In the 1950s, my primary school teacher used to reward us to a slide show, a very special treat; the old projector was very hot, the light not bright, the slides were cartoons like Tintin, or images and photos of the Congo.
During my school years, slides were used by teachers to illustrate lessons in geography, but also in art, mainly the great painting and architecture. Sets of slides could be borrowed from the Mediatheque, together with discs or cassettes and we could listen to the commentary whilst watching the show. A superb but simple audio-visual aid.
Pedagogy
In the early 70s, a teacher's training college in the UK made good use of a strange unit as an interactive teaching aid. It looked like a bulky portable TV set, but contained a tray of slides and a remote control.
One slide showed a question and you would choose an answer number on the remote; it would then go to your choice and show you your result.

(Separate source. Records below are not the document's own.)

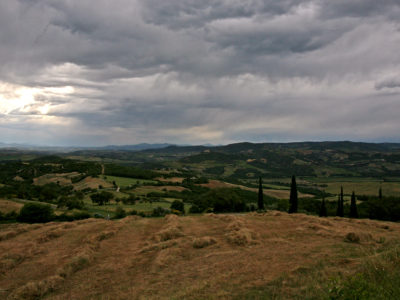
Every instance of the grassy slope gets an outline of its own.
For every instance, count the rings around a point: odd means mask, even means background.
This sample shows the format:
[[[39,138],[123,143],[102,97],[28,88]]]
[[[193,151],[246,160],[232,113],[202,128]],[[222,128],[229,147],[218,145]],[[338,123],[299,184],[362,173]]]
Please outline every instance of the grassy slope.
[[[3,224],[0,297],[346,299],[351,282],[377,298],[384,278],[396,298],[399,232],[279,212]]]
[[[127,186],[135,185],[135,184],[154,184],[154,183],[157,183],[154,180],[144,180],[144,179],[127,178],[127,177],[119,177],[119,176],[103,176],[103,178],[109,183],[112,183],[113,181],[115,181],[115,183],[119,187],[127,187]]]

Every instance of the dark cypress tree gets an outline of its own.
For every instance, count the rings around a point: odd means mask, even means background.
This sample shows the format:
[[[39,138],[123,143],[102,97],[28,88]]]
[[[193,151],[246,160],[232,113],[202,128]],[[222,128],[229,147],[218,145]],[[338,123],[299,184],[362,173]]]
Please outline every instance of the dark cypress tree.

A bit cumbersome maybe, but teachers could produce their own program and it was a good self-learning tool. Many of the instruments created with digital technology still use the same basic principle.
Lectures and training
The humble slides had their glory days from the 60s to the 80s, when many explorers gave lectures on their travels, illustrating their live commentary with fabulous slides on a cinema screen. The same format is still used these days by traveling lecturers like those at Nadfas.
Speakers and trainers used 35mm slides extensively because they delivered high definition, sharpness, clarity, accuracy of colour needed by professionals, and they were cheap to produce and easy to project on large screens.
Faces and places
During that golden age, slides consisted mainly of faces and places, and concrete objects. As texts and diagrams were difficult and expensive to produce, lecturers, speakers and trainers preferred to show us "real life", keeping texts, diagrams and the like for the flipchart, the blackboard and the overhead projector.
White on blue
This was not to last. Quickly, slides would hold only text and lost of it, mainly in the form of bullet lines in white on a blue background: this annoying design became the corporate norm in the 70s onwards and has sent a multitude of bored participants to sleep in darkened meeting rooms. The first trick "de rigueur" was to build up a bullet list, one line at a time, whilst fading the previous line: neat, tidy, useful, but used, abused and overused to death. I can still hear the snoring to this day.
Still worse was to come: when computers started to invade the audio-visual landscape, texts and only texts were everywhere, ad nauseam; after the slide shows, we were invited to the inevitable Powerpoint presentation, with laptops connected to a video/date projector, aka a "beamer".
By the end of the 90s, slides were relegated to the museum of audio-visual technology, never to be seen again.